Lessons 5-7 fit weights by minimizing a loss built purely from data-fit — squared error, or cross-entropy for probabilities. Left alone, that loss is happy to grow a coefficient as large as the data can justify, and lesson 3’s overfitting lesson showed exactly where unchecked flexibility leads: a curve threading every point, memorizing noise.
Regularization adds a second term to the loss — a penalty on the coefficients’ size — so the
fit has to earn every unit of coefficient magnitude, not just grab whatever minimizes data error
alone. The common form (L2 / “ridge” regularization) adds λ · w² for each weight, where λ
(lambda) controls how hard the penalty bites:
total loss = (data-fit loss) + λ · w²
λ = 0 recovers the unregularized fit exactly. As λ grows, the optimizer trades away data-fit
accuracy for a smaller w, because the penalty term now costs real loss-points too.

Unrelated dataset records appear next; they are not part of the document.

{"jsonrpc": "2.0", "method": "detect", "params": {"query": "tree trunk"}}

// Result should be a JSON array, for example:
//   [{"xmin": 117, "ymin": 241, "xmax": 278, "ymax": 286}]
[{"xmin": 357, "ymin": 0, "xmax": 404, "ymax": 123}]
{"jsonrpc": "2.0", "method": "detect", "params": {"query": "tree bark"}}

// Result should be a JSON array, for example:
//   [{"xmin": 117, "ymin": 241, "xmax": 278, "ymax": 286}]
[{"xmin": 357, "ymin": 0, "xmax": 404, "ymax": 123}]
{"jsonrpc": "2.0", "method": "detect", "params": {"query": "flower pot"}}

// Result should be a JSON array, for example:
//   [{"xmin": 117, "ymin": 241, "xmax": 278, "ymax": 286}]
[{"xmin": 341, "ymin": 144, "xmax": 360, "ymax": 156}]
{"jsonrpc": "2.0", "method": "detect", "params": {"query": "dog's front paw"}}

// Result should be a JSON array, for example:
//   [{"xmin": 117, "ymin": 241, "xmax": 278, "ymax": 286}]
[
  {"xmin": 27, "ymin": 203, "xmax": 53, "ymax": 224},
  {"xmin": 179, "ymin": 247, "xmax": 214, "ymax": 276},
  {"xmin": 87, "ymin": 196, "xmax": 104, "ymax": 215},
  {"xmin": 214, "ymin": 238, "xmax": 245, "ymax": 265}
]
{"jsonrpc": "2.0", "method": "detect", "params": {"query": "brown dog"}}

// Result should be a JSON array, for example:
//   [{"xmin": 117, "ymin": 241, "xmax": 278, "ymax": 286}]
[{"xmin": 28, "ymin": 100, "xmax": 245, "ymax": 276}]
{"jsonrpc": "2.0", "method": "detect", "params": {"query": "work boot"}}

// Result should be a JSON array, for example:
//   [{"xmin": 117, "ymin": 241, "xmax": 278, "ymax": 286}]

Somewhere in
between is a coefficient that’s smaller than pure data-fitting would choose, but generalizes
better precisely because it hasn’t chased every quirk of the training set.
Take a toy one-weight loss where pure data-fit alone wants w = 5 (that’s the unregularized
optimum): L(w) = (w − 5)² + λw². With λ = 4, find the w that minimizes L(w).
(Calculus shortcut: set the derivative to zero. dL/dw = 2(w−5) + 2λw = 0, solve for w.)